Files
unibo-ai-notes/src/year1/fundamentals-of-ai-and-kr/module2/sections/_semantic_web.tex
2024-04-21 16:12:14 +02:00

136 lines
6.2 KiB
TeX

\chapter{Web reasoning}
\section{Semantic web}
\begin{description}
\item[Semantic web] \marginnote{Semantic web}
Method to represent and reason on the data available on the web.
Semantic web aims to preserve the characteristics of the web, this includes:
\begin{itemize}
\item Globality.
\item Information distribution.
\item Information inconsistency of contents and links (as everyone can publish).
\item Information incompleteness of contents and links.
\end{itemize}
Information is structured using ontologies and logic is used as inference mechanism.
New knowledge can be derived through proofs.
\item[Uniform resource identifier] \marginnote{URI}
Naming system to uniquely identify concepts.
Each URI corresponds to one and only one concept, but multiple URIs can refer to the same concept.
\item[XML] \marginnote{XML}
Markup language to represent hierarchically structured data.
An XML can contain in its preamble the description of the grammar used within the document.
\item[Resource description framework (RDF)] \marginnote{Resource description framework (RDF)}
XML-based language to represent knowledge.
Based on triplets:
\begin{center}
\texttt{<subject, predicate, object>}\\
\texttt{<resource, attribute, value>}
\end{center}
RDF supports:
\begin{descriptionlist}
\item[Types] Using the attribute \texttt{type} which can assume an URI as value.
\item[Collections] Subjects and objects can be bags, sequences or alternatives.
\item[Meta-sentences] Reification of the sentences (e.g. "X says that Y\dots").
\end{descriptionlist}
\begin{description}
\item[RDF schema] \marginnote{RDF schema}
RDF can be used to describe classes and relations with other classes (e.g. \texttt{type}, \texttt{subClassOf}, \texttt{subPropertyOf}, \dots)

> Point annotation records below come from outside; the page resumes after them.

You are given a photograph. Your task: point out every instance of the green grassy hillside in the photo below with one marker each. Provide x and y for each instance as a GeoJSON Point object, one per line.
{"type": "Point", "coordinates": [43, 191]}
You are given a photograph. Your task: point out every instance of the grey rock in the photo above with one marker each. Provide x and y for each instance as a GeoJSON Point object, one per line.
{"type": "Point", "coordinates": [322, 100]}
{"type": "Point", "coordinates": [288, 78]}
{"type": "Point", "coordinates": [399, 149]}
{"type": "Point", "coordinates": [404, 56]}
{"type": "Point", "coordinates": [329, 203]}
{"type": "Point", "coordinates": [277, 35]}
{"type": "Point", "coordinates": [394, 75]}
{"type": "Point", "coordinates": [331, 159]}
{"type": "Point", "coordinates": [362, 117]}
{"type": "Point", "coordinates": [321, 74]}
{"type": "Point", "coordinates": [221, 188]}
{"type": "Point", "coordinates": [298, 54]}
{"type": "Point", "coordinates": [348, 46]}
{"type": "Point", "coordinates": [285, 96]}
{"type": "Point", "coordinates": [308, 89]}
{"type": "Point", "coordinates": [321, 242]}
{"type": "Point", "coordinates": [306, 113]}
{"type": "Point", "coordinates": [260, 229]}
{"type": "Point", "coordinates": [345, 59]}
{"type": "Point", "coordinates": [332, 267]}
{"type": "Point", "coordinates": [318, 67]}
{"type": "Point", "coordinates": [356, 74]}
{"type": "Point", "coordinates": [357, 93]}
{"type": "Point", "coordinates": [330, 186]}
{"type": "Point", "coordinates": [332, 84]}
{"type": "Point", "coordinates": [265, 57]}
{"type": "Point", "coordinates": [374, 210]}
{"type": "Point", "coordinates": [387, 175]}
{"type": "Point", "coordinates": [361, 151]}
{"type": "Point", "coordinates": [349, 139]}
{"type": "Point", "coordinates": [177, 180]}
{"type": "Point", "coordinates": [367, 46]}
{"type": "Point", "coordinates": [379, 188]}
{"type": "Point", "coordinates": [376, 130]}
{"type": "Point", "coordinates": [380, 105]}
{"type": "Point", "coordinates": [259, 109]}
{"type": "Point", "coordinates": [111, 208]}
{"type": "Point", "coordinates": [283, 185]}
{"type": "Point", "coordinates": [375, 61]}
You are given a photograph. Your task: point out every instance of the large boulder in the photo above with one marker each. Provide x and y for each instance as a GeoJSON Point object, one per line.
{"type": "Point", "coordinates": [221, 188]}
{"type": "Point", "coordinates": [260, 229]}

\item[Representation] \phantom{}
\begin{descriptionlist}
\item[Graph] A graph where nodes are subjects or objects and edges are predicates.
\begin{example} \phantom{}
\begin{center}
\includegraphics[width=0.4\textwidth]{img/rdf_graph_example.png}
\end{center}
The graph stands for:
\texttt{http://www.example.org/index.html} has a \texttt{creator} with staff id \texttt{85740}.
\end{example}
\item[XML]
\begin{example} \phantom{}
\begin{lstlisting}[mathescape=true, language=xml]
<rdf:RDF
xmlns:rdf=http://www.w3.org/1999/02/22-rdf-syntax-ns#
xmlns:contact=http://www.w3.org/2000/10/swap/pim/contact#>
<contact:Person rdf:about="http://www.w3.org/People/EM/contact#me">
<contact:fullName>Eric Miller</contact:fullName>
<contact:mailbox rdf:resource="mailto:em@w3.org"/>
<contact:personalTitle>Dr.</contact:personalTitle>
</contact:Person>
</rdf:RDF>
\end{lstlisting}
\end{example}
\end{descriptionlist}
\item[Database similarities]
RDF aims to integrate different databases:
\begin{itemize}
\item A DB record is an RDF node.
\item The name of a column can be seen as a property type.
\item The value of a field corresponds to the value of a property.
\end{itemize}
\end{description}
\item[RDFa] \marginnote{RDFa}
Specification to integrate XHTML and RDF.
\item[SPARQL] \marginnote{SPARQL}
Language to query different data sources that support RDF (natively or through a middleware).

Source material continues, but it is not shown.